Positive Revulsion

The Four Noble Truths are the Buddhist principles that I agree with the most. Life of ordinary being has a lot of suffering. All sufferings are due to desire and attachment. A being will stop suffering when desire ceases. The path leading to cessation of suffering is the Noble Eightfold Path.

Happiness is like the tail of a dog. It’s always there, it was there, and it will still be there tomorrow. If the dog starts chasing it, it will feel suffering for failing to catch its own tail. Conversely, if it accepts the reality that it already has the tail, and lets it be instead of trying to chase it, the dog will not experience suffering unnecessarily.

We desire for many things: sensual pleasure, existence, and non-existence. We thought that we will only be happy when our desires are fulfilled. We set difficult targets for ourselves, causing unnecessary stress to us. But we whip ourselves, striving, motivating ourselves that “happiness” is hiding behind those targets which we created in the first place. We consciously ignored the true happiness in front of us but chased the false “happiness”. The dog’s behavior is not really admirable.

There are eight types of winds which can possibly move us out of equanimity: winds of gain and loss, fame and disrepute, praise and blame, pleasure and pain. We want to gain and are afraid of loss; want fame and afraid of disrepute; want praise and afraid of blame; want pleasure and afraid of pain. If we learn to concentrate our attention on inner peace and equanimity, be like the rock which is unmoved by the winds, we will stay happy here and now, and into the future.
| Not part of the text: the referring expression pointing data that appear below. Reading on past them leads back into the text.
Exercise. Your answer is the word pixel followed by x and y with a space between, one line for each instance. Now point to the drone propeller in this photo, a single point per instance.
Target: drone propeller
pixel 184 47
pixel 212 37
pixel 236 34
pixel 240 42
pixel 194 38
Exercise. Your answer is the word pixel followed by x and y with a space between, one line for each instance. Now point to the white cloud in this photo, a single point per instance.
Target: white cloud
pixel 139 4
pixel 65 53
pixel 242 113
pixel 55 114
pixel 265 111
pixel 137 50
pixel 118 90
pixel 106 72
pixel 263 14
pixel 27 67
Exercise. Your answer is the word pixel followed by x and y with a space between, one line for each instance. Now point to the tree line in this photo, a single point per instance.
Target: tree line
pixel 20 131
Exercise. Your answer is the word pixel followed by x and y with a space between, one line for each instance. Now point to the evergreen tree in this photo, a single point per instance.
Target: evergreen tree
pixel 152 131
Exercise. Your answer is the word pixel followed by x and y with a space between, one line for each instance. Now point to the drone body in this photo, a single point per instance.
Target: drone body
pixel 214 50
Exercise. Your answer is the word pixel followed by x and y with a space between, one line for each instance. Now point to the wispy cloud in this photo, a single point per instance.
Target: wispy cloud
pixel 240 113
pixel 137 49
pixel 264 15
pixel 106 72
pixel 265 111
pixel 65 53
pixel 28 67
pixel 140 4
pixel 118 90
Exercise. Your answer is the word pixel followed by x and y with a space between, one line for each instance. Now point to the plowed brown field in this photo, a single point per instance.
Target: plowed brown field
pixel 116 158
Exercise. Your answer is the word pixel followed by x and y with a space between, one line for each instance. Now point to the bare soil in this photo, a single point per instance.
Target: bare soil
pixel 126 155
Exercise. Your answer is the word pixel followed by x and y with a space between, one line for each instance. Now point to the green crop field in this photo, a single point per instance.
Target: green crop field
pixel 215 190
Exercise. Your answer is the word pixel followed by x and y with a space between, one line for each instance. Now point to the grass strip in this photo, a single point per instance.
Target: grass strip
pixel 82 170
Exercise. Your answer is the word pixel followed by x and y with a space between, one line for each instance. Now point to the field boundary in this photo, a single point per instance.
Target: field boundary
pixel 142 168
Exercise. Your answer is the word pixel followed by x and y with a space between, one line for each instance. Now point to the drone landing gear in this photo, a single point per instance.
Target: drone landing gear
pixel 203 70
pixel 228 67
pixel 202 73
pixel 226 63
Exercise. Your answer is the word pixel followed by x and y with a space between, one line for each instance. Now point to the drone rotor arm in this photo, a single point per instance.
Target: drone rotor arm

Revulsion of everything in the outer world is often seen as a negative view. However, the Buddha taught us to develop revulsion of everything in the out world but with the Right View or in a positive light. The Fourth Noble Truth prescribes the path leading to cessation of suffering, which is called the Noble Eightfold Path: Right View, Right Thoughts, Right Actions, Right Speech, Right Livelihood, Right Efforts, Right Mindfulness, and Right Concentration. As one can see, it is unlike the pessimism of Asceticism, which involves negation of all views, actions, speeches, livelihood, efforts, mindfulness, and concentration. When we do things the right way, we will be happy instead of suffering. Revulsion of the eight winds means not chasing the dung-like happiness and not fearing whatever things which are commonly seen negatively. When we do it right, we will profit (gain, fame, praise, pleasure) even though we didn’t chase or strive for it. On the other hand, we are not adversely affected even though others misunderstood us (causing loss, disrepute, blame, pain). The heart remains unmoved.